Selbstverständlich habe ich das begriffen, von Anfang an, und zwar korrekt. Ich kenne seit den 1970er Jahren alte Seismographen mit einer aufgehängten trägen Masse von vielleicht 500 kg. An dieser Masse war eine Schreibfeder befestigt, und das Schreibpapier bewegte sich unter der unbewegten Schreibfeder.

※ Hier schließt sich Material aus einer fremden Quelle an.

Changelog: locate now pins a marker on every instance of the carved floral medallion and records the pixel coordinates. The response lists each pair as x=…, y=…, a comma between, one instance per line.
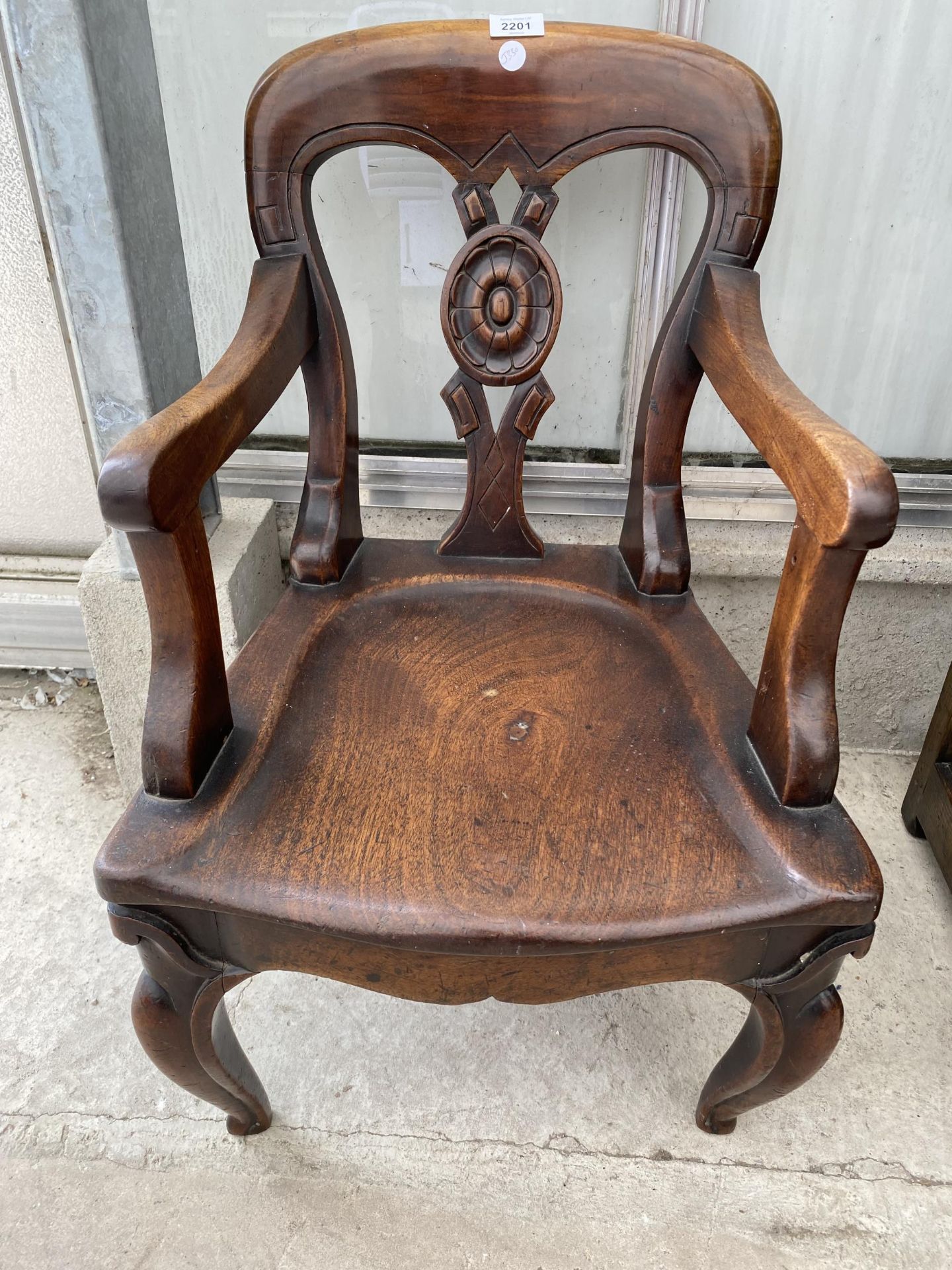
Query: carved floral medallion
x=500, y=306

Es kommt mir so vor, als ob die Wirkung der Feder trotz mehrfacher Erklärung bisher nicht begriffen wurde.
Und zwar wirkt die Feder wie eine starre Stange - für das Signal! Und an ihrem unteren Ende ist eine feststehende träge Masse befestigt.
Gleichermaßen will man meine Feder nicht begreifen.
Analogie: Eine Autokarosserie steht auf abgestimmten Druckfedern (ohne Stoßdämpfer). Die Federn werden durch das Gewicht um 10cm zusammengedrückt. Berührt man die Karosserie kräftig, dümpelt diese eine Weile weich vor sich hin.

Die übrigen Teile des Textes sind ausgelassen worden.